MY PIRACI I KORSARZE! NASZ CHARAKTER SIŁĄ JEST! PHIL'USA DUMA! I HONOR NASZ! WILKI MORSKIE! WATAHA!

MY PIRACI I KORSARZE! NASZ CHARAKTER SIŁĄ JEST! PHIL'USA DUMA! I HONOR NASZ! WILKI MORSKIE! WATAHA!

wtorek, 21 kwietnia 2015

Pierwsza runda nasza!

W 6 kolejce, Wilki Morskie bezlitośnie rozprawiły się z przeżywającym kryzys organizacyjny, Leskiem Dragons 10:0, można śmiało stwierdzić, że Wataha pożarła Smoki ;)
Natomiast w 7 kolejce, po ciężkim wyjazdowym boju z AM Łódź, gdzie szala zwycięstwa przechylała się, to na jedną, to na drugą stronę, Nasza Sfora zwyciężyła 5:4!
Pierwsza runda 3 ligi zakończona, kto by się spodziewał przed sezonem, że Wilki Morskie zakończą ją na pierwszym miejscu! Niewątpliwie fakt ten, jest sporą, ale jakże miłą niespodzianką, nie tylko dla fanów bordowo-czarnych, ale także dla samego miłościwie nam panującego prezesa Phil'usa :)
Przed nami runda rewanżowa. Czy Wataha będzie w stanie utrzymać przodownictwo? Na pewno ma na to wilczy apetyt, który rośnie w miarę jedzenia ;) Nie zapominajmy jednak, że przed sezonem założono, że utrzymanie w lidze będzie sporym sukcesem...
W najbliższą niedzielę rewizyta AM Łódź, Watahę czeka więc ciężka przeprawa...
Prezes postanowił zaufać zawodnikom i tymczasowo odpuścił sobie transfery mające na celu zwiększenie rywalizacji w zespole. Zaoszczędzone w ten sposób fundusze, przeznaczył na rozbudowę Starej Łajby. Docelowo będzie ona mogła pomieścić ponad 60 tys. kibiców. Na najbliższy mecz ligowy przygotowano 40 tys. miejsc (w tym 18 tys. pod dachem na lewej i prawej burcie). W trakcie budowy jest trybuna za jedną z bramek (dziób) dla 13 tys. najzagorzalszych fanatyków, czyli Watahy Rogera. Kolejnym etapem będzie wybudowanie rufy, prawdopodobnie pomieści ona 9 tys. wiernych majtków. Końcową fazą będzie zadaszenie zarówno dziobu jak i rufy, jednak termin tej ostatniej inwestycji nie jest jeszcze znany. Wszystko zależy od frekwencji, a jak dobrze wiemy, frekwencja zależna jest od wyników...
A więc zawołajmy wszyscy razem!

Wilki Morskie! Wilki Morskie!
Wa! Ta! Ha!
Wilki Morskie! Wilki Morskie!
Wa! Ta! Ha!
Wilki Morskie! Wilki Morskie!
Wa! Ta! Ha!
...

poniedziałek, 6 kwietnia 2015

Z Ostrowa wracamy bez łupów, ale z twarzą.

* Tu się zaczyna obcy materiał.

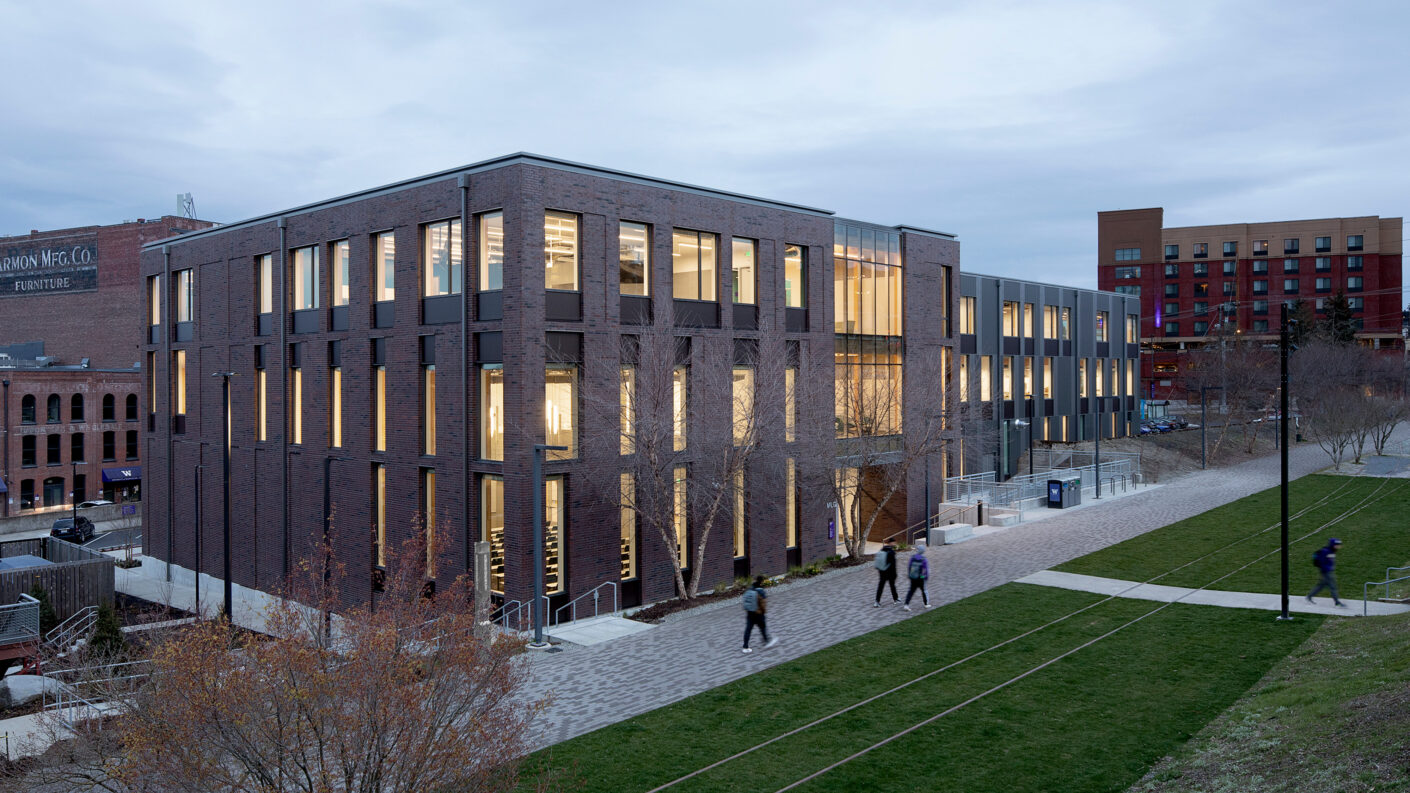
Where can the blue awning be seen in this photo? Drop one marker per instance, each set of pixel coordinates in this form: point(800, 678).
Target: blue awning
point(131, 473)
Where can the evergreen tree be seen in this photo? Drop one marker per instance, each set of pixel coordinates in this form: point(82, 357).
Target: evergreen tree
point(48, 620)
point(107, 642)
point(1338, 325)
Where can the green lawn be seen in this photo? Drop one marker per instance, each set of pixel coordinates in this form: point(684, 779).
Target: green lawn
point(1375, 538)
point(1093, 721)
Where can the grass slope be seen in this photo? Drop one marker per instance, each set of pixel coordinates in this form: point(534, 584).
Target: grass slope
point(1090, 723)
point(1331, 717)
point(1375, 538)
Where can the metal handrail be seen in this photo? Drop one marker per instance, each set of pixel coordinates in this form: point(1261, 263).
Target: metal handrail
point(573, 604)
point(76, 625)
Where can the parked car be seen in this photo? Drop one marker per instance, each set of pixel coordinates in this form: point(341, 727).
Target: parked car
point(71, 529)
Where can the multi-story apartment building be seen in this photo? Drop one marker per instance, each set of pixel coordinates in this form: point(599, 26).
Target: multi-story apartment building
point(409, 344)
point(1041, 363)
point(69, 343)
point(1200, 282)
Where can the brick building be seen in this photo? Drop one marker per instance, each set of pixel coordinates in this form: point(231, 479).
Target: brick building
point(69, 343)
point(1199, 282)
point(460, 318)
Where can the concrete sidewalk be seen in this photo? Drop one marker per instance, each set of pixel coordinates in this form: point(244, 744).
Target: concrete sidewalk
point(1261, 601)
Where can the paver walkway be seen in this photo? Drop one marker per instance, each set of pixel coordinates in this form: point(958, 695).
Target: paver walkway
point(1264, 601)
point(601, 685)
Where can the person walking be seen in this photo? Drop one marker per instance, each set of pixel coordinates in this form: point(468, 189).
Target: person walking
point(756, 601)
point(1326, 562)
point(886, 573)
point(918, 570)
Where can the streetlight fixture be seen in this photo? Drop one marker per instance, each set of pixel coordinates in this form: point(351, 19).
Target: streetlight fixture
point(537, 542)
point(224, 443)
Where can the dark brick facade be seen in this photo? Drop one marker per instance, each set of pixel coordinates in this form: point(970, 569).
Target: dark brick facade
point(277, 517)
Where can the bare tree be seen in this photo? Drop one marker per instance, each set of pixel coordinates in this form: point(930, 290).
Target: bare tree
point(676, 467)
point(395, 697)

Nie udała się Wilkom wyprawa do Ostrowa Wielkopolskiego, Wataha wraca bez łupów... jednak pomimo porażki, Nasza Sfora nie została rozbita! 0:1 z tak renomowanym rywalem, a do tego dobrze dysponowanym wczorajszego dnia i świetnie przygotowanym taktycznie, wielkiej ujmy na honorze nie przynosi, tym bardziej, że wynik meczu do 90 min. wisiał na przysłowiowym włosku...
Szkoda tylko, że arbiter spotkania nie potrafił obiektywnie spojrzeć na jego przebieg... dwa rzuty karne dla gospodarzy (jeden wykorzystany), według oceny wielu fachowców, wyciągnięte zostały z kapelusza... a ciężka kontuzja Traniego (która wypaczyła rezultat meczu), spowodowana faulem, pozostała bez jakichkolwiek konsekwencji dla faulującego... no cóż, trzeba to jakoś przetrawić...
W najbliższą niedzielę na Starej Łajbie mecz ze spadkowiczem, Lesko Dragons, w którym Wataha wystąpi w roli 100% faworyta. Trzeba uważać i dobrze się przygotować do tego spotkania, bo nie od dziś wiadomo, że tzw. pewniaczki, często marnie kończą...

Choć nas czasem ogrywają...

My się nie poddamy!
Na Starej Łajbie!
Z naszą Watahą!
Zawsze niepokonani!

Wilki Morskie! Wilki Morskie! Wa!Ta!Ha!